Average iPhone App Size Has Increased by Four Folds over the Last Five Years

BY Mahit Huilgol

Published 11 Jun 2021

In 2021 we have an app for quite literally everything. App for planning your holidays, booking your cab, ordering your next meal and much more. A new report by Sensor Tower claims that the top ten apps on iOS are four times larger than what they used to be five years ago. In other words, every year app size is growing exponentially.

One of the explanations for larger apps is new features. Sensor Tower says this year; the apps have gained in size owing to new iOS 15 features. Due to the sophistication, the APIs take up more space on iPhone.

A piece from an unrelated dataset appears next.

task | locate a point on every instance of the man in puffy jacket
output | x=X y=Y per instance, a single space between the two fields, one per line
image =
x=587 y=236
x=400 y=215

With the introduction of these new technologies ultimately comes an increase in app sizes, which have grown substantially as the sophistication of Apple’s software has ballooned. Case in point, according to Sensor Tower App Intelligence data, the top 10 iPhone apps by downloads in the United States for May were 298 percent or nearly four times larger than five years ago, requiring 2.2 gigabytes of storage, compared to about 550 megabytes at the beginning of 2016.

Sensor Tower is considering only core app size and not additional content or updates downloaded after installation. The top 10 most downloaded iPhone apps in the U.S include YouTube, TikTok, Messenger, Facebook, Zoom, Netflix, Instagram, Gmail, Google Maps, and Amazon.

The average growth is 4X over the past five years or since 2016. Gmail tops the list with a 19x increase in size over the past five years. Talking numbers, the apps required an average storage space of 550MB in 2016, whereas now they need 2.2GB of storage. The average storage requirement for apps has increased by a whopping 298% over the past five years.

Gmail tops the list with 19x growth in size. Instagram and TikTok occupy second and third place with a 6x increase in size. Perhaps this is the reason Apple offers a 512GB variant on iPhone 12 Pro Max. If rumors are to be believed, Apple could introduce a 1TB variant with iPhone 13.